Slightly more interesting is that an Ubuntu sys-admin took down many of it's community maintained servers for 24 hours. Sounds like a good plan, I would have done the same. However I am not so sure about some of the reasoning behind it:

the servers, especially zambezi were running an incredible amount of web software (over 15 packages[1] that we recognised) and of all the ones where it's trivial to determine a version, they were without exception out-of-date and missing security patches. An attacker could have gotten a shell through almost any of these sites.

[1] art-web, gallery, drupal, phpmyadmin, wordpress, postnuke, phpbb, smf, moodle, planet, aspseek, moin, taskfreak, cms made simple, mediawiki, ...

I know most of these applications quite well, and some of them, due to the nature of the application are security nightmares in various ways, for example discussion forums are notoriously difficult security wise, as you are letting anyone come along and put arbitrary text in your database.

Fortunately, these are all open source projects, so they are hardly going to turn around and sue the guy for slander, however, I think his post is in danger of tarring all these projects with the same brush.

PlanetPlanet, for example is a very simple application, the only input is the RSS feeds.
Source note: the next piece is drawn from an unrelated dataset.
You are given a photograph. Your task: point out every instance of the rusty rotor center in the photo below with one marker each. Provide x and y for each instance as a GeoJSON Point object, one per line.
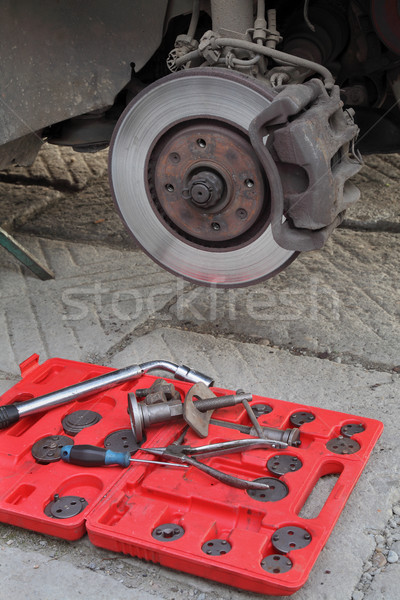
{"type": "Point", "coordinates": [205, 189]}
{"type": "Point", "coordinates": [206, 183]}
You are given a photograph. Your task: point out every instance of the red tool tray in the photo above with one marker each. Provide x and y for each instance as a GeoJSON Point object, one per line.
{"type": "Point", "coordinates": [224, 533]}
I am trying to think of how to get a shell through it (putting some specifically designed code in the blogs?). If PlanetPlanet has followed basic Python security practices then it should be more or less sandboxed from being able to do anything exciting.

MoinMoin's last known security problem appeared to be three years ago. The exploitability of the bug was classed as remote and the exploit theoretically allowed unauthorised users to revert or delete pages. A significant problem yes, but "could have gotten a shell", I'm not so sure about. I am not saying he is wrong, I just do not personally have any proof. Do you guys?

Anyone using a Windows server or desktop is betting that the numerous and real security problems will not affect them. I think sometimes we go a bit far in the open source world. If there is even the remotest academic possibility of a theoretical exploit then people go bananas. In this case it was justified, as there was a suspicion that one or more of the servers was actively attacking other machines.

Most of these PHP web apps are certainly liable to spam, however there is a difference between spam and insecurity.

The sys-admin goes on to state that:

Unfortunately it's simply not possible for us to maintain that amount of software in any sane or secure fashion.

Yes there is, get rid of Ubuntu from your server and install Gentoo, then you can use the `webapp-config`_ command to automatically update all the instances of your web applications.

Ubuntu is a desktop focused distribution and is good at that, it if is bad at virtual hosting these web applications then use a distro that has specialised server tools for that, like Gentoo.